Michelle: I was part of the #metoo team at Stuff, also talking to loads of women about experiences of sexual assault and harassment. At the time, Kirsty and I were working for rival organisations, so we probably shouldn’t have been talking. But sometimes it was so lonely, and you just needed a laugh and a debrief, to make sure it wasn’t just you.
Kirsty: I remember specifically, sitting in my car outside the Green Bay four square and talking to Michelle for two hours. We were both trying to figure our way through the #metoo world. The stories were almost impossible to report and frame and write, because it hadn’t been done before. And Michelle told me: “It feels hard because it is hard. You have the entire weight of the patriarchy pushing back against you, and it isn’t going to just give up overnight.”
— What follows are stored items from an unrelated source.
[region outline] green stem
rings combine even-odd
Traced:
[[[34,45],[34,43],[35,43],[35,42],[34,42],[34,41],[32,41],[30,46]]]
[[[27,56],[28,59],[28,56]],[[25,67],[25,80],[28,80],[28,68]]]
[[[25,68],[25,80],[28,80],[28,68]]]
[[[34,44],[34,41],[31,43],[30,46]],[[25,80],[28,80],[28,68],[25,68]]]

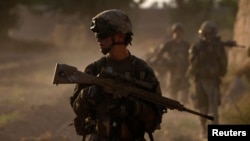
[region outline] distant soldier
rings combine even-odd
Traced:
[[[165,68],[165,73],[169,72],[170,81],[167,90],[170,97],[187,103],[189,79],[186,72],[189,66],[188,50],[190,44],[184,40],[183,35],[183,25],[181,23],[173,24],[171,39],[161,45],[157,56],[158,60],[162,60],[161,67]]]
[[[158,45],[155,48],[152,48],[152,50],[146,53],[144,59],[154,70],[155,75],[163,85],[162,89],[165,89],[167,86],[168,68],[164,66],[168,62],[168,59],[167,57],[158,55],[161,53],[162,48],[162,45]]]
[[[189,74],[194,79],[194,106],[200,112],[214,116],[212,124],[219,123],[221,79],[227,73],[228,58],[225,43],[217,36],[217,26],[211,21],[202,23],[200,39],[191,46]],[[235,43],[234,43],[235,44]],[[207,137],[207,120],[200,118],[202,135]]]

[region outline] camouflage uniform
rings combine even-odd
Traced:
[[[104,31],[100,28],[98,29],[98,27],[103,28],[100,23],[103,22],[103,19],[112,21],[112,16],[120,19],[113,19],[117,22],[121,22],[124,19],[127,20],[124,18],[126,15],[122,11],[104,11],[104,13],[94,18],[94,23],[91,26],[92,31],[96,33]],[[104,22],[107,23],[107,21]],[[107,26],[108,24],[104,25]],[[120,23],[118,25],[123,26]],[[130,25],[124,25],[124,27],[130,27]],[[126,33],[129,33],[129,36],[132,35],[129,32],[130,30],[126,30],[130,28],[116,28],[126,31]],[[105,33],[116,32],[112,30],[115,29],[107,30]],[[127,43],[130,41],[128,40]],[[105,50],[102,52],[106,54]],[[113,60],[108,55],[101,57],[89,64],[84,69],[84,72],[98,77],[110,77],[102,74],[104,70],[115,72],[121,76],[150,82],[154,87],[149,91],[161,95],[159,82],[153,70],[145,61],[131,53],[121,61]],[[165,110],[163,107],[132,97],[119,97],[119,95],[104,89],[108,88],[78,84],[71,97],[71,106],[77,116],[74,121],[75,129],[78,135],[83,136],[84,140],[86,135],[90,135],[89,140],[91,141],[120,141],[121,138],[126,141],[144,141],[144,134],[146,132],[152,135],[152,132],[159,128],[162,114]]]
[[[173,24],[172,34],[183,34],[183,32],[183,27],[180,23]],[[190,44],[183,37],[178,37],[178,39],[173,37],[163,44],[161,52],[158,55],[162,58],[165,57],[165,64],[162,67],[165,67],[170,75],[168,86],[170,97],[180,99],[183,103],[188,102],[189,94],[189,79],[186,76],[189,66],[189,47]]]
[[[162,45],[153,48],[153,50],[150,50],[145,54],[144,58],[148,65],[153,68],[156,77],[159,78],[160,83],[163,84],[163,86],[167,86],[168,69],[163,67],[166,65],[167,58],[159,56],[159,54],[162,53],[162,48]],[[164,89],[166,87],[162,88]]]
[[[218,124],[221,79],[227,72],[227,54],[213,22],[201,25],[201,39],[191,46],[189,74],[194,78],[194,105],[201,113],[214,116]],[[207,35],[209,34],[209,35]],[[209,39],[206,36],[210,36]],[[207,134],[207,121],[201,118],[203,136]]]

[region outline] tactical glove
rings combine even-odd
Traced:
[[[236,43],[236,41],[229,40],[229,41],[224,42],[224,45],[229,46],[229,47],[233,47],[233,46],[237,46],[237,43]]]

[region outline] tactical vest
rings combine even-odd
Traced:
[[[227,71],[227,55],[220,40],[199,41],[192,47],[191,72],[195,77],[218,78]]]
[[[123,65],[121,65],[121,63]],[[112,69],[112,71],[120,73],[121,75],[129,75],[132,78],[144,80],[146,73],[144,71],[146,67],[146,63],[133,55],[130,55],[130,57],[122,62],[117,62],[104,56],[87,66],[85,72],[98,75],[104,69]]]
[[[151,80],[154,83],[157,83],[156,77],[154,76],[153,71],[151,68],[148,67],[148,65],[141,59],[130,55],[127,59],[117,62],[114,60],[111,60],[110,58],[104,56],[100,58],[99,60],[95,61],[94,63],[88,65],[85,69],[86,73],[90,73],[92,75],[99,75],[102,70],[109,70],[112,69],[112,71],[116,73],[120,73],[121,75],[129,75],[131,78],[136,78],[138,80],[144,80],[147,81],[147,79],[155,78],[155,80]],[[146,74],[152,75],[152,76],[146,76]],[[153,90],[155,91],[155,90]],[[157,110],[157,109],[156,109]],[[161,115],[161,113],[160,113]],[[161,122],[161,117],[159,117],[159,122]],[[158,122],[158,121],[157,121]],[[130,127],[129,123],[128,127]],[[129,130],[133,131],[133,126]],[[133,134],[133,132],[131,132]],[[152,132],[148,133],[149,138],[153,140]]]

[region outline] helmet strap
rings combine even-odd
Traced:
[[[113,46],[114,45],[125,45],[125,42],[115,42],[115,38],[112,36]]]
[[[112,37],[112,44],[109,47],[101,50],[101,52],[104,55],[106,55],[115,45],[125,45],[125,42],[115,42],[114,36],[111,36],[111,37]]]

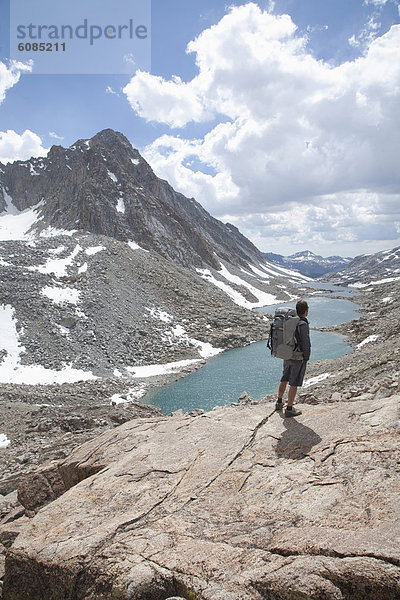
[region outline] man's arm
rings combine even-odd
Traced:
[[[309,360],[311,354],[310,327],[306,321],[300,321],[298,325],[300,350],[304,360]]]

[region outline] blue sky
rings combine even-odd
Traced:
[[[12,65],[0,7],[1,161],[111,127],[263,251],[400,244],[397,0],[152,0],[136,75]]]

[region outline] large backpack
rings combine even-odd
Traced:
[[[301,357],[295,336],[299,321],[300,317],[293,308],[276,309],[267,341],[272,356],[284,360]]]

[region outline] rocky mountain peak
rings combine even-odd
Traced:
[[[87,140],[80,140],[87,141]],[[99,131],[90,139],[91,146],[103,146],[105,149],[115,149],[125,147],[128,150],[132,150],[132,146],[127,137],[119,131],[114,129],[103,129]]]
[[[0,211],[36,207],[33,231],[83,230],[121,241],[189,268],[219,269],[264,262],[231,225],[213,218],[193,198],[158,178],[129,140],[112,129],[47,157],[7,164],[0,172]]]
Michelle: And when women are trusting you with their stories, and you try to push them forward and sometimes it feels like being a hamster on a wheel, telling the same thing again and again. I got to a point where I wanted other people to hear what we were hearing – what we are hearing now in the studio – to see the same frustrations and patterns and to care about it, and to care about these people.
Kirsty: Right now it’s more important than ever to hear these stories, because of the pandemic. Women’s work has doubled and the world is still designed for men and they’re overwhelmed and it feels like we are all shouting “WILL YOU LISTEN TO ME YET” and the answer is no. It’s never been this hard. There is extreme discrimination, but it feels like no one is listening.
Michelle: And it’s the complexity and those multiple, little layers of unfairness that are really hard to get across in a mainstream news format, where you’re writing about one issue or one investigation and you have to stay on-topic. When in reality, people’s lives are messy, victims are not one-dimensional, and sometimes it’s funny as well as tragic.
Kirsty: In the podcast, we can capture all that. We are hearing from women about their lives in their own words and we can get into the details. And the stories we are telling in some ways are more everyday stories of discrimination – they’re not the extreme – like Natalia who we talked to about her birthing experience in an upcoming episode. Nothing went drastically wrong, it was just traumatic in a very mundane way. It’s their experience, but it’s every experience.
Michelle: We also wanted to look at privilege and understand privilege, and the intersections of other factors in people's lives, like disability, ethnicity, gender identity, poverty. Some of this is about uncomfortable conversations, like the episode about equal pay where we talk to Pasifika worker’s advocate Nia about how Pākehā feminists pushed for a law to address gender discrimination but not ethnic discrimination, and now Pasifika women are left with the biggest gap. And we find out, after hearing from Wairarapa mum Sara, how Māori women are being let down by the health system.
Kirsty: I think in trying to be good journalists – and feminists – we’ve realised that actually, we have to get out of the way sometimes and that’s part of what this is about.
Michelle: We wanted to create a space. To platform women and in particular women who don’t look like us and sound like us, but who are ready to talk. Because they are. Not a single woman has said no yet. They’re all so keen. We really hope people will listen.